Выбрать главу

Впервые открыто заговорили о наркомании и проституции — оказывается, в СССР эти явления тоже были, да еще каких масштабов! Впервые люди осознали, что живут по-разному, в разных мирах, в какой-то мере, в разных странах внутри единых границ.

Одна, единая на всех страна, просыпавшаяся с гимном и засыпавшая с ним же, казалось, абсолютно одинаковая в каждой клеточке, в каждом уголке, — постепенно, но явно начала становиться разной.

В это время я работал в молодежной газете и в 1988 году написал статью под названием «Ходоки». Ее героем стала Нина Павловна Пащенко, бухгалтер из Киргизии, которая приехала в Москву обивать пороги Генпрокуратуры, Верховного суда, Верховного Совета и других инстанций (она добивалась отмены несправедливого, по ее мнению, приказа об увольнении). К тому времени, как мы познакомились, Нина Павловна жила в Москве с маленькой дочерью уже больше года, на птичьих правах, не имея прописки (а без прописки она не могла устроиться ни на какую официальную работу), обслуживая инвалидов, с которыми делила крышу за нищенские деньги или просто за кормежку.

Существование ее было ужасно, но меня поразило мужество, достоинство этой женщины, с которым она рассказывала о себе, и самое главное — ее абсолютно святая, фанатичная вера в то, что справедливость восторжествует! Нина Павловна считала, что ее уволила «местная мафия» (то есть приходящие к власти киргизские кланы), что поскольку во всех газетах говорят о чести, достоинстве, правде, справедливости, то ей обязательно должны помочь, ведь слова чего-то стоят.

Нина Павловна каждое утро покупала несколько газет: «Комсомолку», «Литературку», «Правду» и другие; читала она, конечно, «Огонек», «Московские новости», читала с упоением, потому что каждое издание в качестве главного блюда преподносило разоблачения, острые статьи, «командировки по тревожному письму». Вырезала эти статьи, читала и перечитывала их. Аккуратно складывала. Берегла газетные вырезки, как свою главную реликвию. Смысл повседневной жизни Нины Павловны сводился к тому, чтобы прокормить дочку и к тому, чтобы читать, читать и читать…

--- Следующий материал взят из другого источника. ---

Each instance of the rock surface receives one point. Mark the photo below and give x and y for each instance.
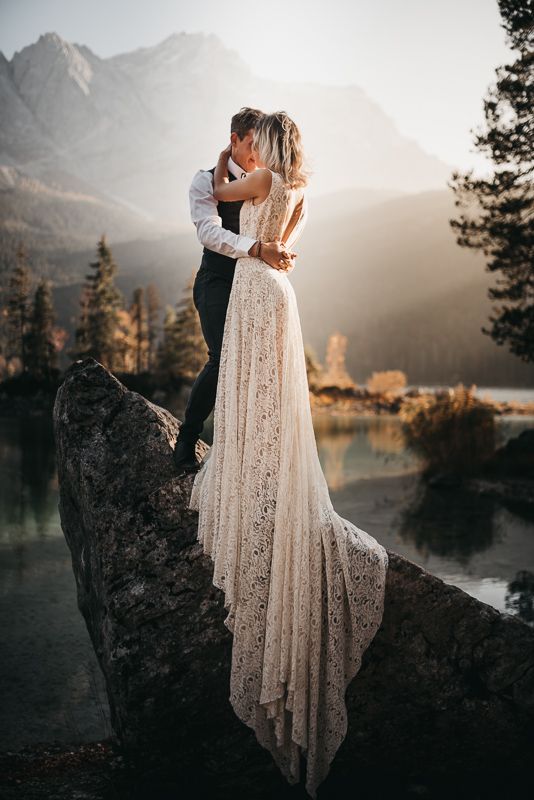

Ну, и писать, конечно. Мне она показала толстенную пачку своих писем в инстанции с официальными ответами. В ответах не было ничего обнадеживающего. Никто «делом» Нины Павловны заниматься не хотел.

Я узнал, что таких людей, «ходоков», в Москве уже настолько много, что они, объединившись, раскинули палаточный городок рядом с ГУМом, на Красной площади, объявили голодовку и требуют от власти решить их наболевшие, безысходные ситуации, в результате которых они стали беженцами и изгоями. Кого-то уволили, кого-то выгнали из квартиры, кому-то не платили пенсию или пособие. Это были мелкие проблемы, но все вместе они не сводились к перечню жалоб, все вместе они образовали какое-то новое и довольно тревожное социальное явление.

Нина Павловна Пащенко была, по сути дела, первой встреченной мной жертвой перестройки. С одной стороны, ее заставили бросить квартиру в родном городе начинавшиеся там межнациональные проблемы. С другой — горбачевская гласность разбудила в Нине Павловне фанатичную жажду справедливости. Жажду справедливости, ставшую «идеей фикс», той страшной силой, которая выбросила ее из своей квартиры навстречу новым временам и новым же бедам и горестям.

Такие «ходоки», вдохновленные гласностью, накопившие боль, обиду, разочарование, гнев на власть, на всё устройство жизни, которые теперь они выплескивали в своих письмах и поступках, — и стали первым электоратом Ельцина, вернее, важной частью его электората. Он сам — обиженный, выгнанный, отщепенец, изгой для советской элиты — стал их знаменем, символом веры.

А таких людей в стране, которая вследствие горбачевской «гласности» начала просыпаться от социального сна, от жуткой апатии и неверия и заговорила во весь голос, становилось все больше и больше. Именно они стали ельцинской аудиторией, к которой он обращался поверх голов делегатов партконференции, через прессу, через своих сторонников и добровольных помощников. Их становилось все больше и больше. Тексты его речей и выступлений, реальных и выдуманных, расходились по стране в тысячах экземпляров, и эти «слепые» ксерокопии (на них едва можно было разглядеть буквы) горели огнем жажды социальной справедливости, о которой он говорил неустанно, в каждой своей публичной атаке на власть.